Unfortunately for Paradox, their big reveal was undercut by a leak from the Steam client, with images from the upcoming title’s Store page uploaded to Imgur. Today’s reveal confirmed the leak: the new title from Paradox Development Studio is Stellaris, a pausable real-time strategy game set in space, with a focus on exploration and diplomacy.
Game Director Henrik Fåhraeus (former lead for the Crusader Kings and Hearts of Iron series) spoke after a short cinematic trailer. Stellaris is an intriguing concept – the game map is always randomized, and the alien species you encounter will be random as well. The experience is designed to be original and unique with every session, with a focus on procedural storytelling. There is no easily-predictable tech tree. Technology is acquired individually, like “loot” or a trading card. The initial stages of the game are focused on discovery and exploration, with players sending out science ships and crewed by hand-picked officers and diplomats. In the late game, as players encounter larger alien empires, the diplomacy and war functionalities become more prominent, with the experience being similar to Crusader Kings or Europa Universalis. Also promised by Fåhraeus are a ship designer, visually-appealing space combat, and internal factions within your population.

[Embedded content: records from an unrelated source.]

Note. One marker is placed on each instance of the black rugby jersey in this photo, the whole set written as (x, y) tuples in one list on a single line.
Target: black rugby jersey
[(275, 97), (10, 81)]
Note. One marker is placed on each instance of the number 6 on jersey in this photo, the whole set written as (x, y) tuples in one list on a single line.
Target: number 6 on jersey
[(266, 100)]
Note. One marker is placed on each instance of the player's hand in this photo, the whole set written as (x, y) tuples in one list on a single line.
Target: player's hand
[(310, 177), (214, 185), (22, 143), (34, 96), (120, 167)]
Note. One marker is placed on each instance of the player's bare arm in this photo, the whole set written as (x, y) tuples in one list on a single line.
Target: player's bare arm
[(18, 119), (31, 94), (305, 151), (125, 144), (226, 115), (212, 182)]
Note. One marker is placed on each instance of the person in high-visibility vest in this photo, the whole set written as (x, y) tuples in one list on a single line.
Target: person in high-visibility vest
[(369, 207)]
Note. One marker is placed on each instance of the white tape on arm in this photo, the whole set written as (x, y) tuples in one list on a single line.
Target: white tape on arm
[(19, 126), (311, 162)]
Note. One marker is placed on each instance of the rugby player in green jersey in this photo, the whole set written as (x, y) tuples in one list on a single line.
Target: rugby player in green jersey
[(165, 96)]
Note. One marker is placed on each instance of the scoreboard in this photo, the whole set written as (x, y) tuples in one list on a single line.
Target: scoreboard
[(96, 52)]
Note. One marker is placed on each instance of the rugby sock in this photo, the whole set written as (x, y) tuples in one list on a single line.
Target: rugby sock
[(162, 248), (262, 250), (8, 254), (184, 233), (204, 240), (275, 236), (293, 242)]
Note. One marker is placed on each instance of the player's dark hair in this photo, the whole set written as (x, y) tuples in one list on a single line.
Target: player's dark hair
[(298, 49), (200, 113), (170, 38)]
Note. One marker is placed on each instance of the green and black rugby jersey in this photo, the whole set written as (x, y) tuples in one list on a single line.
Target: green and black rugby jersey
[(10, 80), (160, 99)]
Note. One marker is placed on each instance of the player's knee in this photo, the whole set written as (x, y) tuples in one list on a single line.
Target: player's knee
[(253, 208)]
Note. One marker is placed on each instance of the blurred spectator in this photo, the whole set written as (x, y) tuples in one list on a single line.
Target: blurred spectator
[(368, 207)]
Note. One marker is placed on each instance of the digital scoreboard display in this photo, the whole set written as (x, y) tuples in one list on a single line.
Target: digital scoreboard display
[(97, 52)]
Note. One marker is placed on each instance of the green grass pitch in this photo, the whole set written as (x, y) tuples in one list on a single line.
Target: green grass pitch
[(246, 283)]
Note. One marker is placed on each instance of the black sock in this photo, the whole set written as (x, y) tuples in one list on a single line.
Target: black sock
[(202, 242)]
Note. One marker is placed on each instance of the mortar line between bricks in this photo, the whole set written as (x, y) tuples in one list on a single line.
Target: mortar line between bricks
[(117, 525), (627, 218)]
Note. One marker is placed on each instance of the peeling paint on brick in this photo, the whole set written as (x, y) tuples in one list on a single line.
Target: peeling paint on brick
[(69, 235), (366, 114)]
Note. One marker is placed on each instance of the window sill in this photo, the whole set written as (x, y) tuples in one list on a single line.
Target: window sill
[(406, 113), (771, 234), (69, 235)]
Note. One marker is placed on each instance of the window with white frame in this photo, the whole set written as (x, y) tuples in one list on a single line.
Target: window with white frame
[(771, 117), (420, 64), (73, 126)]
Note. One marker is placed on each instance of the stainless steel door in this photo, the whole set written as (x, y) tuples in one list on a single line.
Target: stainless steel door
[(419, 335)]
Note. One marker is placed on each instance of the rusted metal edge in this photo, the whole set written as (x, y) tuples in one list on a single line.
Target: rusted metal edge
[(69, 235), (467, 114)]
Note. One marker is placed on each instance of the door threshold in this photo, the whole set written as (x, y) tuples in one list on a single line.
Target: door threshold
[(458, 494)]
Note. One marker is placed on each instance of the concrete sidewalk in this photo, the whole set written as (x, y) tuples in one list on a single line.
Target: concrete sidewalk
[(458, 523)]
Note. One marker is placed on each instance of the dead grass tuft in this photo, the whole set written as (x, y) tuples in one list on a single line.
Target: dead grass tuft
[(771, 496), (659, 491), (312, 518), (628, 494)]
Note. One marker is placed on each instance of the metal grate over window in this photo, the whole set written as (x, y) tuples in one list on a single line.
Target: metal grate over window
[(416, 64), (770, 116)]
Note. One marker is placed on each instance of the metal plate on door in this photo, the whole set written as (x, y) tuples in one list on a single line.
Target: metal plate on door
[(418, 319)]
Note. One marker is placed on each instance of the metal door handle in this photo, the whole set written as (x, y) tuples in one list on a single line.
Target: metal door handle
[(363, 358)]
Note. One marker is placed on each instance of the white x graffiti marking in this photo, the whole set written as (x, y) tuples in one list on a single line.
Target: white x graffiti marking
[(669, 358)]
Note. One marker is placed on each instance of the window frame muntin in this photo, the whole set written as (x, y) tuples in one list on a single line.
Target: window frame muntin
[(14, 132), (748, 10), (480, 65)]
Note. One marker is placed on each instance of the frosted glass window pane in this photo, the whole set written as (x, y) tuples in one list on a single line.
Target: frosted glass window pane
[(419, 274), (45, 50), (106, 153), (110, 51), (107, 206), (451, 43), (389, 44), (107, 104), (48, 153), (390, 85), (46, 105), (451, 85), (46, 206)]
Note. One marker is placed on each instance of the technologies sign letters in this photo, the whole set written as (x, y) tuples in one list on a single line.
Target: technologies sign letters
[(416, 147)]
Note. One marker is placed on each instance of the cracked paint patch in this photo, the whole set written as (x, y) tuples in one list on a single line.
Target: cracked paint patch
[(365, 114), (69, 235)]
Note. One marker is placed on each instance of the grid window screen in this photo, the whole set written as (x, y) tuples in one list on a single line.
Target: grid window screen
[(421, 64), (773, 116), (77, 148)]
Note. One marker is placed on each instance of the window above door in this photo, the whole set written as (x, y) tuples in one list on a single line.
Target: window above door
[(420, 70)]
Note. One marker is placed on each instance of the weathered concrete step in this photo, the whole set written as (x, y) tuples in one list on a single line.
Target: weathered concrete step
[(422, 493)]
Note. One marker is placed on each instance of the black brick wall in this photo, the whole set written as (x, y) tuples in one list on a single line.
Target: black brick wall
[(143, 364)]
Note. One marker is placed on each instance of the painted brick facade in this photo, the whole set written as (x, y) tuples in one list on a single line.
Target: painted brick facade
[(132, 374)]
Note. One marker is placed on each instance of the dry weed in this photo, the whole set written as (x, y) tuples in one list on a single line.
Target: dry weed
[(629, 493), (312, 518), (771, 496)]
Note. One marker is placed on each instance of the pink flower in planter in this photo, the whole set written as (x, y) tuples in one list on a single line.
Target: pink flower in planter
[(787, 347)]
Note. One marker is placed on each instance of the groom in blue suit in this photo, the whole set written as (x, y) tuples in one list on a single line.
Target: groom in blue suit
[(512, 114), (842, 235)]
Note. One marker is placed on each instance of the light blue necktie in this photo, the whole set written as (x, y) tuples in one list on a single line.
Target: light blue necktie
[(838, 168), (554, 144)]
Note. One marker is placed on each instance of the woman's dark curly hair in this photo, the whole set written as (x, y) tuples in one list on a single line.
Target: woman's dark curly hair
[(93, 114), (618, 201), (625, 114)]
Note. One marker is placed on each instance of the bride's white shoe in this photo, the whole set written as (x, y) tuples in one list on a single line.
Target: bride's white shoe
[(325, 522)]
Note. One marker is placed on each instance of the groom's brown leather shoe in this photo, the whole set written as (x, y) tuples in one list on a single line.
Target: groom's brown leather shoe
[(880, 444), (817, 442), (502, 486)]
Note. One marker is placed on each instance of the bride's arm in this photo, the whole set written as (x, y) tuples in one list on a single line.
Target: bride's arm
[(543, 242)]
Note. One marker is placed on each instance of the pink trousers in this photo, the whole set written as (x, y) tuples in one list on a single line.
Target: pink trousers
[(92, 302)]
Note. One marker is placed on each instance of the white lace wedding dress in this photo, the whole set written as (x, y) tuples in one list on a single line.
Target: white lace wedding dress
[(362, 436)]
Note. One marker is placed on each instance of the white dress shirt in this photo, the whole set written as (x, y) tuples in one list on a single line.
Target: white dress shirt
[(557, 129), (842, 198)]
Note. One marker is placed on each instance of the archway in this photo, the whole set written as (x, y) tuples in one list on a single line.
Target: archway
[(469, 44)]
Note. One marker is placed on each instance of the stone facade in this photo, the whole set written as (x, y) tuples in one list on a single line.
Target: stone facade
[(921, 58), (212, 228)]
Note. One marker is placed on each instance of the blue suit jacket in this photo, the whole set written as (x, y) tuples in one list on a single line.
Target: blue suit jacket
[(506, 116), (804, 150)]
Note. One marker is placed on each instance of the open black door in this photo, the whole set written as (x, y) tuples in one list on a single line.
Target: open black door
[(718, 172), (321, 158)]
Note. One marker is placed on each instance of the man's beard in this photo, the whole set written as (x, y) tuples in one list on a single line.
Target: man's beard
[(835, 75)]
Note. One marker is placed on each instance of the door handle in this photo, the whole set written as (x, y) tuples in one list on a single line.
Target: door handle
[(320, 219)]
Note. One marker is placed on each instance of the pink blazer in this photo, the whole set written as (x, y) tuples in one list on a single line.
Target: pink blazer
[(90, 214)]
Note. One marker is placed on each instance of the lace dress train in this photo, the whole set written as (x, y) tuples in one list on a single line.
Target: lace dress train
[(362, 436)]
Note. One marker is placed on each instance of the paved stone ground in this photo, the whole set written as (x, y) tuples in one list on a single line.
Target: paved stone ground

The Swedish publisher and developer had quite a lengthy presentation before the Stellaris announcement – awkward and scripted, as these things always are. Probably most exciting was the announcement of the first major expansion for Cities: Skylines, titled After Dark and focusing on a newly added day/night cycle. Josh Sawyer came on stage shortly after with an update on Pillars of Eternity’s upcoming expansion and patches.
Next on the docket was Hearts of Iron IV, with a new trailer focusing on a hypothetical successful Operation Sea Lion. Following the trailer, lead designer Johan Andersson spoke a bit about the upcoming WWII strategy game (nothing we don’t already know). Probably the most entertaining part of this presentation was the spectacle of Johan – a short-ish man in what appeared to be jean shorts with a high, lilting Swedish voice – talking about blitzkrieg and coordinated assaults. This was a slightly uncomfortable trailer to watch, given the cultural context and Gamescom’s location. Going on about alternate history victories for the Germans in WWII without mentioning Nazis or Hitler isn’t a good look and reminds one of the Hearts of Iron III “Hitler narrates the tutorial” debacle.
At any rate, Stellaris represents an ambitious step for Paradox’s developers. All their previous games have been grounded in history, drawing on nationalism and alternate history fantasies to help hook players. Stellaris is entirely their own universe. Can randomized alien races on a random map be compelling nemeses? I’m optimistic (PDX hasn’t really misstepped since Hearts of Iron 3 in 2009) but we’ll just have to see.
Stellaris is expected to release sometime early next year.